For this project I chose to utilize the the lecture-provided dataset that have been mean-centered normalized. I attempted, I believe somewhat successfully, to implement a user-user collaborative filtering approach as well as an item-item collaborative filtering approach.
# Create normalized data frame using provided mean-centered values
itemdf <- data.frame()
matt <- c(.75,NA,-1.25,NA,-1.25,1.75)
mauricio <- c(.5,NA,-.5,-.5,.5,NA)
param <- c(.5,.5,-2.5,NA,NA,1.5)
shipra <- c(NA,NA,0,1,NA,-1)
itemdf <- data.frame(matt,mauricio,param,shipra)
obsnames <- c("CaptainAmerica","Deadpool","Frozen","JungleBook","PitchPerfect2","StarWarsForce")
rownames(itemdf) <- obsnames
itemdf
## matt mauricio param shipra
## CaptainAmerica 0.75 0.5 0.5 NA
## Deadpool NA NA 0.5 NA
## Frozen -1.25 -0.5 -2.5 0
## JungleBook NA -0.5 NA 1
## PitchPerfect2 -1.25 0.5 NA NA
## StarWarsForce 1.75 NA 1.5 -1
I utilized an implementation approach for consine similarity noted in the following article: http://www.salemmarafi.com/code/collaborative-filtering-r/
The following function is used by both the user-user and item-item cf approaches
# I found it necessary to handle NA values, and explicitly create the crossproduct here.

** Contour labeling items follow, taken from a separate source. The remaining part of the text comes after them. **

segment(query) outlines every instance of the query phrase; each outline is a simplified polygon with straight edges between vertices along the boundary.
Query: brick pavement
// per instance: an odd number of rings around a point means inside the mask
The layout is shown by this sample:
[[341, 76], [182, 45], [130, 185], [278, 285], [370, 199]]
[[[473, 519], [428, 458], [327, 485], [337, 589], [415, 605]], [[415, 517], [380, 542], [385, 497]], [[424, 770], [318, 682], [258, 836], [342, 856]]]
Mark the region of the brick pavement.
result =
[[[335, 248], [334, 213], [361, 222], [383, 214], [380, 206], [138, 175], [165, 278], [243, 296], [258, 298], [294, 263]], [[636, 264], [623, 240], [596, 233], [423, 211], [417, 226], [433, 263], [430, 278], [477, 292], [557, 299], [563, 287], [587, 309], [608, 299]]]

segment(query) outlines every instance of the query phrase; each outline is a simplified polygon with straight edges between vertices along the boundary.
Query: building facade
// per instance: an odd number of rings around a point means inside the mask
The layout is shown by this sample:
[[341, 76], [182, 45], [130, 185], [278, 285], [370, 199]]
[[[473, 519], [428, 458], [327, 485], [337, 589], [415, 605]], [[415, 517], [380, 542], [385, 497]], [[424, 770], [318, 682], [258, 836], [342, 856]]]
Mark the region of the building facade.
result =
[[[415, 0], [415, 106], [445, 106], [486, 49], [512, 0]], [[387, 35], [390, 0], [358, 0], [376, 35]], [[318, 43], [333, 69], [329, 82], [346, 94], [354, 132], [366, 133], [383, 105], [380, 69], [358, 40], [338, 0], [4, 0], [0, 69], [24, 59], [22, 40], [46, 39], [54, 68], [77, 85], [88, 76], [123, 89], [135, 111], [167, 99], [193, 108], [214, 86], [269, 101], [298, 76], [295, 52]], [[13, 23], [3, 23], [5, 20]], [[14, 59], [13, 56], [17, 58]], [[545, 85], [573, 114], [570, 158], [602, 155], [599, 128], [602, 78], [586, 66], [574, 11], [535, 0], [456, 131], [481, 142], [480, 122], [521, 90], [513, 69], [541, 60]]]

Not the most efficient way to go, recommenderlab and lsa do a great job of handling this for you
getCosine <- function(x,y){
this.cosine <- sum(x*y, na.rm = TRUE)/(sqrt(sum(x*x, na.rm = TRUE) * sum(y*y, na.rm = TRUE)))
return(this.cosine)
}
The following illustrates the user-user cf:
# placeholder result matrix
userusercf <- matrix(NA, nrow=4, ncol=4)
for(i in 1:ncol(itemdf)){
for(j in 1:ncol(itemdf)){
userusercf[i,j] <- getCosine(itemdf[i],itemdf[j])
}
}
colnames(userusercf) <- c('matt','mauricio','param','shipra')
rownames(userusercf) <- colnames(userusercf)
userusercf
## matt mauricio param shipra
## matt 1.0000000 0.1443376 0.7858379 -0.4762897
## mauricio 0.1443376 1.0000000 0.5000000 -0.3535534
## param 0.7858379 0.5000000 1.0000000 -0.3535534
## shipra -0.4762897 -0.3535534 -0.3535534 1.0000000
# plot
heatmap(data.matrix(userusercf))
The following shows the item-item cf, which reuses the generalized getCosine function:
item2 <- as.data.frame(t(itemdf))
result2 <- matrix(NA, nrow=6, ncol=6)
for(i in 1:ncol(item2)){
for(j in 1:ncol(item2)){
result2[i,j] <- getCosine(item2[i],item2[j])
}
}
colnames(result2) <- obsnames
rownames(result2) <- obsnames
result2
## CaptainAmerica Deadpool Frozen JungleBook
## CaptainAmerica 1.0000000 0.4850713 -0.83280877 -0.21693046
## Deadpool 0.4850713 1.0000000 -0.88045091 0.00000000
## Frozen -0.8328088 -0.8804509 1.00000000 0.07874992
## JungleBook -0.2169305 0.0000000 0.07874992 1.00000000
## PitchPerfect2 -0.4954151 0.0000000 0.34334082 -0.16609096
## StarWarsForce 0.7963955 0.5970223 -0.83227733 -0.35599533
## PitchPerfect2 StarWarsForce
## CaptainAmerica -0.4954151 0.7963955
## Deadpool 0.0000000 0.5970223
## Frozen 0.3433408 -0.8322773
## JungleBook -0.1660910 -0.3559953
## PitchPerfect2 1.0000000 -0.6467082
## StarWarsForce -0.6467082 1.0000000
# plot
heatmap(data.matrix(result2))
The net results of both user-user and item-item cf approaches are consistent with the values provided with the lecture solution data set.